Most popular dating apps like Tinder, Hinge and Bumble only offer two or three gender identity and sexual orientations options, but a few, such as OkCupid, Her and Wing Ma’am represent a larger spectrum.
OkCupid, a mainstream match-making app, includes 22 possible gender identities and 12 sexual orientations. Her, an app marketed toward women who like women, has 14 sexual orientation options. Wing Ma’am, one of the first LGBTQ+ dating apps, launched in 2012, allows users to identify with 13 sexualities.
Smith used mainstream apps because of the low usership on alternative apps, but said the rigid gender binary leads the larger apps to offer only two or three options for sexuality — straight, bisexual or gay.
“If someone has taken the time and done the work to discover that their sexual orientation and gender identities lie somewhere else on the spectrum,” Smith said, “they should be able to have enough options such that they can identify in a way that reflects how they see themselves, how they want others to see them and that’s just generally true to who they are.”
Julie Beaulieu, a visiting lecturer at Pitt’s gender, sexuality and women’s studies department, said all dating apps should include a spectrum of gender identity and sexual orientation options.
“One of the clear limits to mainstream — non-LGBTQIA+ — apps is their lack of diversity,” Beaulieu said in an email. “Inclusivity sends a clear message that all of our desires and identities are valid.”
Despite the lack of options, many LGBTQ+ singles still gravitate toward mainstream apps because they have a better chance of meeting someone, according to Mariella Mosthof, a sex and relationships contributor for news website Bustle.
“Niche dating apps for queer women and trans folks are great. But if they have a tiny usership, then it’s impossible to meet people on them,” Mosthof said in an email.
In Community Marketing and Insights 2015 ninth annual LGBTQ+ Community Survey, a total of 20 percent of the more than 3,200 lesbian and bisexual women used a dating app dedicated to lesbians at least once a week in the past month. Twenty percent used a general dating app during the same time frame.
The number of downloads for women-seeking-women apps accounts for the small percentage of lesbian and bisexual women using dating apps. Compared to the millions of Tinder users, dating apps for women settle around 500,000 installations overall, according to Google Play, Android’s app store.
“People gravitate toward apps and networks that everyone else is already on, because those are the most useful to connect on,” Mosthof said in an email.
Though relatively young, dating apps for women seeking women have been on the market for a few years.
After Tinder came out in 2012, Wing Ma’am was released a month later for LGBTQ+ women.
Her, which originally launched in 2013 under the name Dattch, offers global and local feeds for users to post statuses and read LGBTQ+ news. In the Apple App store, Her has four stars out of more than 2,000 ratings.
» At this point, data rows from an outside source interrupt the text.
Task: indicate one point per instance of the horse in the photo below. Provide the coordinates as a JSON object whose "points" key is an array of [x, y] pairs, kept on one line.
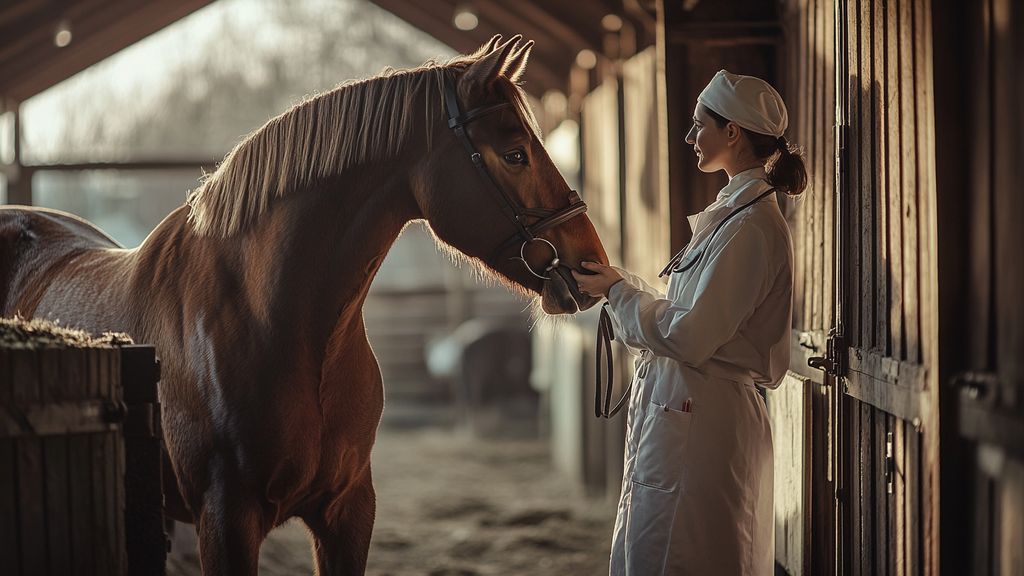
{"points": [[252, 290]]}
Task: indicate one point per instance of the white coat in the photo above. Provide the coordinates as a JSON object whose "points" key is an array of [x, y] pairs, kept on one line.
{"points": [[696, 496]]}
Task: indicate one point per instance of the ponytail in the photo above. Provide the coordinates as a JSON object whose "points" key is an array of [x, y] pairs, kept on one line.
{"points": [[786, 171]]}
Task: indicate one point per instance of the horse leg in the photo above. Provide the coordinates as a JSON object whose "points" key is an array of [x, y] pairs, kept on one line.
{"points": [[341, 531], [231, 528]]}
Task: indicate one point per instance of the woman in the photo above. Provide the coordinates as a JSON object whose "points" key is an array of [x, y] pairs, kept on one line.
{"points": [[696, 492]]}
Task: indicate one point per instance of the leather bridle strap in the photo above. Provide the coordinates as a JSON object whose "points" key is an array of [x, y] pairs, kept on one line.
{"points": [[458, 121], [605, 333], [512, 210]]}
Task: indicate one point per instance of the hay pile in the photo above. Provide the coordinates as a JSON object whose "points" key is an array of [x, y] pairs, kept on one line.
{"points": [[30, 334]]}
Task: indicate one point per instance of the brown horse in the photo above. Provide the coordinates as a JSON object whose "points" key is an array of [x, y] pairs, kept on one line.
{"points": [[253, 291]]}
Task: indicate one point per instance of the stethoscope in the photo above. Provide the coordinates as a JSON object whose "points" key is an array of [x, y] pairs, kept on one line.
{"points": [[684, 260]]}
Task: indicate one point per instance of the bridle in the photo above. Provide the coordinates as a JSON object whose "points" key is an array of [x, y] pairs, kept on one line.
{"points": [[545, 218], [548, 218]]}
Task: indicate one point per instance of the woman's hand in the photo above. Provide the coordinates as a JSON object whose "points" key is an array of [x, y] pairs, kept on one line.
{"points": [[600, 282]]}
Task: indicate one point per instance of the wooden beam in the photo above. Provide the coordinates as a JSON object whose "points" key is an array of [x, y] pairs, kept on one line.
{"points": [[545, 72], [97, 33]]}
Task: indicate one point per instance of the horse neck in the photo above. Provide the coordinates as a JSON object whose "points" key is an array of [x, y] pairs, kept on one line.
{"points": [[305, 266]]}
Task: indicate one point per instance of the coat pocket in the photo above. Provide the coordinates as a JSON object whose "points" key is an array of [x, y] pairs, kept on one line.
{"points": [[662, 450]]}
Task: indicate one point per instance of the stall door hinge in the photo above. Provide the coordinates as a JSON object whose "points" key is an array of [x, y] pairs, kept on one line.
{"points": [[833, 363]]}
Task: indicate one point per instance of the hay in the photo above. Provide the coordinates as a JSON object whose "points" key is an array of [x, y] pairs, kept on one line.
{"points": [[35, 333]]}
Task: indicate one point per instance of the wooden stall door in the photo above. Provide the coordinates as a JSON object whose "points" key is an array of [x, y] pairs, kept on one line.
{"points": [[884, 344], [983, 328]]}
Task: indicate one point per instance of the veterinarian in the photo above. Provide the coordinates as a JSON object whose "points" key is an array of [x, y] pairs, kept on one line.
{"points": [[696, 496]]}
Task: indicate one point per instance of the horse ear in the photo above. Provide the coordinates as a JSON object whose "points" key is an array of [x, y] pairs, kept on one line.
{"points": [[516, 64], [481, 74], [488, 46]]}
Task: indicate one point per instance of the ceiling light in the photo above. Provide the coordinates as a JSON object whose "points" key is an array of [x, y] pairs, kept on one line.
{"points": [[465, 18], [586, 59], [611, 23], [61, 36]]}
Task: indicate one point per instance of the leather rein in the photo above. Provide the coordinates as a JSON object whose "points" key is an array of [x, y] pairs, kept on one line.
{"points": [[545, 218]]}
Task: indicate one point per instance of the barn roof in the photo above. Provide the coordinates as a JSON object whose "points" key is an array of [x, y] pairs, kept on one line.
{"points": [[31, 62]]}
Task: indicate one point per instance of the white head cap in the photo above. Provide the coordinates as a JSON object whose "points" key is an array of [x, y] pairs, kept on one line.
{"points": [[749, 101]]}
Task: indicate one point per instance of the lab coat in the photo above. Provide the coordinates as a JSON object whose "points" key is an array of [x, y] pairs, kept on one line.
{"points": [[696, 495]]}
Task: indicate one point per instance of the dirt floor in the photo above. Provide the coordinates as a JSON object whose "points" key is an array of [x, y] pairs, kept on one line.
{"points": [[453, 505]]}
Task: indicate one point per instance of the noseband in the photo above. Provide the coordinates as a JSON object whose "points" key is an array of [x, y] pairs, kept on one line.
{"points": [[544, 218]]}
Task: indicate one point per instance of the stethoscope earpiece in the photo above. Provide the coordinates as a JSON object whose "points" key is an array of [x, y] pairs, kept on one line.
{"points": [[684, 260]]}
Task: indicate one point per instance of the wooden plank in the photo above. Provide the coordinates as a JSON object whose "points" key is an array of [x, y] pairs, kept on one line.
{"points": [[815, 128], [899, 498], [864, 131], [101, 503], [9, 536], [856, 487], [31, 476], [881, 367], [788, 411], [909, 182], [868, 498], [80, 503], [57, 524], [894, 222], [851, 251], [807, 128], [907, 404], [881, 127], [882, 507], [929, 307], [828, 165], [913, 523]]}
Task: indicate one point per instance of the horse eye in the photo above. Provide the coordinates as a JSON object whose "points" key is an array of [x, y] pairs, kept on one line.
{"points": [[515, 157]]}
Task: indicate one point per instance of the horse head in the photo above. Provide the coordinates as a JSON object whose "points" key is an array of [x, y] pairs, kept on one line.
{"points": [[491, 191]]}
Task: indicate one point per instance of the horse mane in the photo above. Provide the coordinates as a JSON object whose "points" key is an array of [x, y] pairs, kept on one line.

In 2014, another lesbian dating app called Scissr facilitated hook-ups, relationships and friendships. Only Women, launched in 2015, displays recently online and newly added users.
“It seems obvious that the market is there, and yet I’m not surprised that developers aren’t focused on this community,” Beaulieu said.
Beaulieu said this likely has to do with assumptions of what LGBTQ+ women want, such as thinking women aren’t as interested in hook-ups as men.
“We shouldn’t assume that women are more ‘relationship-oriented’ and thus less likely to want to use apps that allow you to ‘swipe’ or ‘hook-up,’” she said. “There’s really no one-to-one relationship between sex category and dating habits, or gender identity and romantic and sexual practices, even if people are socialized in really different ways.”
Location also plays a role in dating apps.
While using Her, Smith had “infinitely more people” available to view on the app when she was near her home in New York, compared to the number of people she could view in the Pittsburgh area.
Only 3 percent of Pittsburgh’s population identifies as LGBTQ+, making Pittsburgh one of the nation’s metropolitan areas with the lowest rate of LGBTQ+ people, according to a March 2015 Gallup poll.
Although Smith said it’s possible that she’s just not great at online dating, she still checks Her once or twice a week, holding out hope to find friendships rather than relationships.
“I guess, since I haven’t deleted it entirely, I’m still kind of hoping something good will come of it,” Smith said.